May 2020: Midwives and Mothers!
Best Start Birth Center is celebrating Mothers’ and Midwives all month long! Mothers’ Day (May 10), International Day of the Midwife (May 5/ Cinco De Mayo)
In support of Certified Nurse Midwives in California, Best Start hopes you will reach out to your legislators in support of SB-1237 to remove physician supervision from Certified Nurse Midwife practice. Certified Nurse Midwives are Advance Practice Midwives who specialize in natural childbirth. Best Start Birth Center believes that all women with low risk pregnancies should have access to midwifery care and that midwives are the obvious choice for every newly pregnant, low risk woman seeking natural birth. We need our medical system to operate as a HEALTHCARE system. Not all women want or need unnecessary interventions which have not been shown to be evidenced based. In some cases unnecessary interventions can even be detrimental.
Best Start Birth Center participated in CMS Strong Start Study which showed superb outcomes for Medicaid population utilizing the midwifery model of care. There is no reason we can not replicate these findings for all US women and babies. We simply need to allow midwives to practice to the full scope of their licenses. Midwifery care in freestanding birth centers just makes sense. Less costly to the HEALTHCARE system and women who are low risk simply do better under the Midwifery Model of Care.
The United States has poorer outcomes and more pregnancy-related deaths than most other developed nations.This is not new information. While there is much evidence to show that utilizing midwives increases positive outcomes, there is a lack of support for allowing midwives to practice to the full scope of their abilities.
Under the ACA, Midwifery care in freestanding birth centers is an entitlement of the the Medicaid system if licensure exists in the state. This is true for California under the Medi-Cal system. Women with PPO insurance are also generally able to gain access to midwifery care in freestanding birth centers. However, this is most often prohibited for women with commercial HMO insurance plans, as many HMOs are owned by hospitals that want to keep all care “in house”. Best Start believes all women including those with commercial HMO insurance, should have access to this same high quality care. How do we change this? Consumers need to drive the demand for better care. Women who have commercial HMO insurance meed to request their employers and partners employers, ensure that midwifery care in freestanding birth center, be included as a plan benefit.
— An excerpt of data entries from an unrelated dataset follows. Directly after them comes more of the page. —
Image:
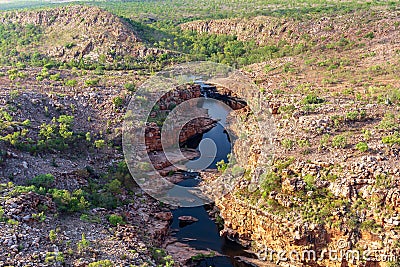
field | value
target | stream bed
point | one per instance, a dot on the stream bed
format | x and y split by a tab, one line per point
204	234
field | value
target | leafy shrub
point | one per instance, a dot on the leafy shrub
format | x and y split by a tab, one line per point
71	83
92	82
83	244
116	219
130	87
389	122
55	77
222	166
102	263
288	144
312	99
118	101
392	139
99	143
339	141
362	146
42	180
52	236
66	201
270	181
69	45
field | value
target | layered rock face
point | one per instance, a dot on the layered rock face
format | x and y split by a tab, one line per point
272	30
80	31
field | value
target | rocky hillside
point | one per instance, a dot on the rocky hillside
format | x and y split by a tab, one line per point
380	25
76	31
334	183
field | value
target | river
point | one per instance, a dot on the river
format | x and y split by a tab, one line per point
204	234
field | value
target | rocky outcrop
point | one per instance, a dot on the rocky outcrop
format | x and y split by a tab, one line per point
324	30
76	32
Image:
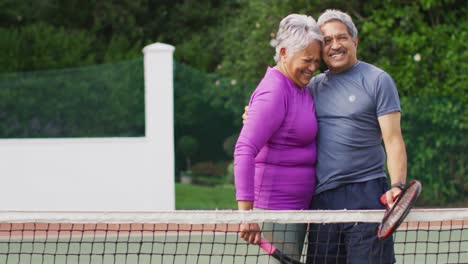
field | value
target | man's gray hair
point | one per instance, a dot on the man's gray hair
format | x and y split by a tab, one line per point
295	33
333	14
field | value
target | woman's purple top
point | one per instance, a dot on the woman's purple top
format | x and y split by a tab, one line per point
275	154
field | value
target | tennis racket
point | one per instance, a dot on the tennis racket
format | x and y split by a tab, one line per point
276	253
394	216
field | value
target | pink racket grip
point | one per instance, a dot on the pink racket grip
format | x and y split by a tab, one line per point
267	246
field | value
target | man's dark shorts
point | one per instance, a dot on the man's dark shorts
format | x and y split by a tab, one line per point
349	242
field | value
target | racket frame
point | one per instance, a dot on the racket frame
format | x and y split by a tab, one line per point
414	188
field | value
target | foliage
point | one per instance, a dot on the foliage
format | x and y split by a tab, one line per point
95	101
208	173
434	130
188	145
42	46
202	197
229	144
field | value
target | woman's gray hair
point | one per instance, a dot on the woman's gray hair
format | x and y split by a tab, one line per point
333	14
295	33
Our current maternal care system is not aligned to provide evidenced based care with mothers’ and babies’ best interests in mind. In addition, there is monetary incentive for practices that increase maternal and infant mortality. Women have repeatedly asked for practices that have been proven by evidence to benefit them and their babies and to cease practices that are not evidenced based and can cause harm. Examples where we could do better supporting normal, healthy childbirth by practicing the Midwifery Model of Care include:
- Delayed umbilical cord clamping– a common practice of midwives. Women wanted to slow the transition from fetus to newborn—to enjoy cradling their little one during this time. Now modern evidence is finally catching up. World Health Organization recommends the practice of delayed cord clamping enhances the well being of newborns– most especially the preterm newborn.
- Avoidance of episiotomy– The absence of routine episiotomies enhances safety for women in labor and is practiced by midwives
- Birthing in water– At Best Start Birth Center, we believe that when done safely, water birth is a beneficial mode of birth for mother and baby through relaxation and a reduction in the need for medical intervention.
- Avoidance of cesarean section
- Freedom of mobility and untethered labor.
- Preference of intermittent fetal heart beat monitoring over continuous electronic fetal monitoring, electronic fetal monitoring is not evidenced based.
- Unrestricted presence of partner, family and friends
- Desire for vaginal birth after prior cesarean
Midwives, by listening to women and respecting normal birth physiology, have evolved the best practices for normal childbirth. Based on evidence, women’s wishes are the best childbirth practices and the midwife model of care produces the best outcomes for normal low risk birth. The midwife model needs to be acknowledged alongside medicine and obstetrics.